You can’t force someone to get a flu shot, but what do you do when that person is dealing with the sick and elderly?
That’s the dilemma facing health agencies all across Canada and the U.S. But attempts to force the issue are running up against union resistance.
In British Columbia, unions are complaining that a new flu shot policy breaches privacy rights. The province has mandated all front-line health workers to either get a flu shot or wear a mask during flu season.
B.C.’s provincial health officer, Dr. Perry Kendall, told CTV News that the policy will prevent the spread of the flu, which can be deadly for elderly patients.
“It’s not mandatory flu shots, it’s an influenza control program,” Kendall said. “Unfortunately, despite all our efforts on educating and getting voluntary compliance, on average, the health-care worker influenza (immunization) rates across Canada have been below 50 per cent.”
That’s an astonishingly low number. And, knowing how well-established and effective the vaccine is, it represents a surprisingly dismissive attitude on the part of those who work with the sick.
The science of flu vaccines has been around for the better part of a century. As for its effectiveness, one need only look at statistics. The Spanish flu of 1918-1919 killed up to 50 million people worldwide. The swine flu pandemic of 2009: less than 15,000.
Earlier this month, Public Health Ontario called for the flu shot to be mandatory for all health-care workers in the province, urging it to be a condition of employment in hospitals, nursing homes, home care or in any kind of community setting.
According to the Toronto Star, the agency said voluntary use of the annual vaccine has not been high enough, even though, at 60 per cent, it’s higher than the national average.
Ontario’s health minister said province-wide mandatory vaccination is not on the radar yet. But inoculation has been made mandatory at one hospital in North Bay and a handful of public health units.
In central Newfoundland, the health authority has taken a different approach. Central Health announced a policy whereby staff who are not inoculated must stay home without pay in the event of a flu outbreak.
Newfoundland and Labrador Nurses’ Union president Debbie Forward said the move is heavyhanded and discriminatory. She urged stepping up education efforts.
But, as statistics show, education is not meeting with much success. Odd, since nowhere is a worker more immersed in the marvels of modern medicine than in a hospital.
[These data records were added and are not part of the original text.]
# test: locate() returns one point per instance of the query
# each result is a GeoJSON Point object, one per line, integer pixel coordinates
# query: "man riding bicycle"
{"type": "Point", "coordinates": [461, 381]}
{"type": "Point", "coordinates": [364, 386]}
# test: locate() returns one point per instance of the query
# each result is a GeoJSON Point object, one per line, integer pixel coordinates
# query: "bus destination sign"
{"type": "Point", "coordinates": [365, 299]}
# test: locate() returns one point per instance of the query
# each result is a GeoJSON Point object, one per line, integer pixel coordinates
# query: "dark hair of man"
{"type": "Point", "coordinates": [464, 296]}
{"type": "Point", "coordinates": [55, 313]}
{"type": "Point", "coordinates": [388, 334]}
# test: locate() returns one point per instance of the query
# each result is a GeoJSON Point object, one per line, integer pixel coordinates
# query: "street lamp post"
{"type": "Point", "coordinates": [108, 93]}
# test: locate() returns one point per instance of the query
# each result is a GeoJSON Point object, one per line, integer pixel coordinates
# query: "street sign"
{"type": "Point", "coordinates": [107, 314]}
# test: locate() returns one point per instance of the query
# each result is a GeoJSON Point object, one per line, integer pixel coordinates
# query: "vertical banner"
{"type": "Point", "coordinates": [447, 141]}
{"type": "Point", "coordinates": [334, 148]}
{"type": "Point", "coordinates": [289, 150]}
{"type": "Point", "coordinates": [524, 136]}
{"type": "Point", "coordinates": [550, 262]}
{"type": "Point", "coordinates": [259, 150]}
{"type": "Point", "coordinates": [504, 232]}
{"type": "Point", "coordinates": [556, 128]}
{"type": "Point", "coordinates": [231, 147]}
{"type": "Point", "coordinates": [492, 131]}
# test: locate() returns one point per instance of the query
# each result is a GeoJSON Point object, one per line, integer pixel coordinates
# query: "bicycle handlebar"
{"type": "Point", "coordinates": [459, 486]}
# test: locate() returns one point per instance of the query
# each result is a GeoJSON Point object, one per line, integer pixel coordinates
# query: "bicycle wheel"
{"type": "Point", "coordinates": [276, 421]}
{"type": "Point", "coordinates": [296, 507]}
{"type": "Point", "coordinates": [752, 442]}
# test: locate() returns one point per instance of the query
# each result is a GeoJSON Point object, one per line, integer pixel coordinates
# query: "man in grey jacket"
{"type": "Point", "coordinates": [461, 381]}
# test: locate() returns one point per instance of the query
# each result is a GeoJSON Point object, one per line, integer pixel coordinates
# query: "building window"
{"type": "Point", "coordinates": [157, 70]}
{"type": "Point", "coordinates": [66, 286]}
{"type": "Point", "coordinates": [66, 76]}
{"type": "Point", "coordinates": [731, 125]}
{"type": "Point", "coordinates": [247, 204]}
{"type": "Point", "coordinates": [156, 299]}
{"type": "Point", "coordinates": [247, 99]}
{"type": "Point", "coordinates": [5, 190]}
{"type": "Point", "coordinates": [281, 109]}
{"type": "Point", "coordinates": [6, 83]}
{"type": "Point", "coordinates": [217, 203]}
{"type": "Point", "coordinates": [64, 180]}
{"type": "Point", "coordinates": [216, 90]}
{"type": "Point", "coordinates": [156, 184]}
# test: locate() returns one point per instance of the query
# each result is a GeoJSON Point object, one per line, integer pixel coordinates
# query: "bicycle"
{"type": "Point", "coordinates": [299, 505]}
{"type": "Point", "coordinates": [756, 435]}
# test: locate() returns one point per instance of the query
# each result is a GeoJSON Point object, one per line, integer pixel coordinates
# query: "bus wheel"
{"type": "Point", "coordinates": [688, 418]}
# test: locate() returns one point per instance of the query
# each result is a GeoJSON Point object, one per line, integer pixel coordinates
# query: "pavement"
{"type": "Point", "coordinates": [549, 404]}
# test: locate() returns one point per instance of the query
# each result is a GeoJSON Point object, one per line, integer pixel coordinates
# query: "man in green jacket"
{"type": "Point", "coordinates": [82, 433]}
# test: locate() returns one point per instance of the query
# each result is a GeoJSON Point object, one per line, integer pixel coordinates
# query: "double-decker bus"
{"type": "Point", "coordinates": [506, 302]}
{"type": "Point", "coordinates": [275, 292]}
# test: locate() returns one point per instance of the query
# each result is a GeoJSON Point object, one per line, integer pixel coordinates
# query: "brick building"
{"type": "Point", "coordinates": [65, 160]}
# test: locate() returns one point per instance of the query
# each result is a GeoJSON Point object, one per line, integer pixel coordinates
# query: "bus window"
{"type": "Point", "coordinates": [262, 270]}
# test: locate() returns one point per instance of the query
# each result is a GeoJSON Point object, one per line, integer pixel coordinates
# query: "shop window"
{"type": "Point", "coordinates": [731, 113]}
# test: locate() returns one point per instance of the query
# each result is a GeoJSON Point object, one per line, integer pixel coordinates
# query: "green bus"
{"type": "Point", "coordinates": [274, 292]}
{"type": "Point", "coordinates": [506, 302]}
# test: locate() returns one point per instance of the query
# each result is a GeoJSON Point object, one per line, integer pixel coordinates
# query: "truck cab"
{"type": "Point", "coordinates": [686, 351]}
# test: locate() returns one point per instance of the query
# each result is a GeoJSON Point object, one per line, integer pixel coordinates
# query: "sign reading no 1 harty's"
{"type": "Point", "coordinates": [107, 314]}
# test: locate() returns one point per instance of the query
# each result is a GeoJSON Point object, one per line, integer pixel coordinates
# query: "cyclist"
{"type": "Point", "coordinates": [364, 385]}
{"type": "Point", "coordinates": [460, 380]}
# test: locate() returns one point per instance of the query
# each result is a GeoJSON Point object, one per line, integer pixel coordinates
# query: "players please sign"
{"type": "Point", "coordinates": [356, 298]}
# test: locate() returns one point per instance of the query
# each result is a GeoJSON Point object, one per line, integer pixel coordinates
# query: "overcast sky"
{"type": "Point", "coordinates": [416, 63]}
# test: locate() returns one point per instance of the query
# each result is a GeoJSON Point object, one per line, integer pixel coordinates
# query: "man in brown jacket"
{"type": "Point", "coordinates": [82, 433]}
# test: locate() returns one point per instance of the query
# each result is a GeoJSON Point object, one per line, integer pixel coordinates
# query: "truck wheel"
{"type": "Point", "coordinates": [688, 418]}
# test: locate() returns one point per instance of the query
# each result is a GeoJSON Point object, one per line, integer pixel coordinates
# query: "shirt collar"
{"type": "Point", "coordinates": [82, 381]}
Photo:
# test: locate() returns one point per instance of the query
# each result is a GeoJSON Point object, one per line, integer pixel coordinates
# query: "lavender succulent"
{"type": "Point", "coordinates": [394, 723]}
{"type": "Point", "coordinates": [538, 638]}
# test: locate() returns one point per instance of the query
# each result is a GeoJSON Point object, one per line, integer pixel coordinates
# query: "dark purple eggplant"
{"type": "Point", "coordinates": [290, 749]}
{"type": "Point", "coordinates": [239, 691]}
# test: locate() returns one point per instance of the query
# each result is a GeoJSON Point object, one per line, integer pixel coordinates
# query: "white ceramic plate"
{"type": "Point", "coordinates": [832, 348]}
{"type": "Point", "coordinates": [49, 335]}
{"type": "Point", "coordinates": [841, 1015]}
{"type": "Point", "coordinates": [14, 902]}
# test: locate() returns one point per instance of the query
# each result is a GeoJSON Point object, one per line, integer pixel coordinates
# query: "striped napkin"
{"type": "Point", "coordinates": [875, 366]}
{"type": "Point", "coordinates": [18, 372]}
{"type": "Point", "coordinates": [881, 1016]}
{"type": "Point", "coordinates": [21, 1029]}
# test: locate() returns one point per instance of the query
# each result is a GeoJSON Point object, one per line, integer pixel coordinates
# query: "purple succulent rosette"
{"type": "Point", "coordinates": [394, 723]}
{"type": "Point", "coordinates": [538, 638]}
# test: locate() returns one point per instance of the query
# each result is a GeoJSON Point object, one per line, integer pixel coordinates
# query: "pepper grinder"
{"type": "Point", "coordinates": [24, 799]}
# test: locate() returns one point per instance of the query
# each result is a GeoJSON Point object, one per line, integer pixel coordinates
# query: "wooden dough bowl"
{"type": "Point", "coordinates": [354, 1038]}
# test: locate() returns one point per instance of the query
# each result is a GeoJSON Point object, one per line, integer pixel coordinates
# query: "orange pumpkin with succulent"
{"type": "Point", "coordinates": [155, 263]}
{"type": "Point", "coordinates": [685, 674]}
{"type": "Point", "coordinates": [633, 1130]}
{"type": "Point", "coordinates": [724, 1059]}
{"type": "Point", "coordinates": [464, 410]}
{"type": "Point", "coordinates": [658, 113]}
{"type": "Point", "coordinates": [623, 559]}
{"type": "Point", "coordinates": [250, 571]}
The problem is not so much the level education, but the comparable spread of misinformation. Vaccines, in general, have come under fire in recent years by zealous fringe groups who propagate myths and lies about their efficacy and dangers.
In the age of the Internet and social media, everyone is inundated by these quack theories. Fearmongers troll the web, searching out vaccine stories and posting ominous tales of dangerous side-effects and complications.
Health workers should be more responsible. But forcing them to get a shot raises numerous thorny issues of personal rights and freedoms.
If only there was a vaccine against misinformation.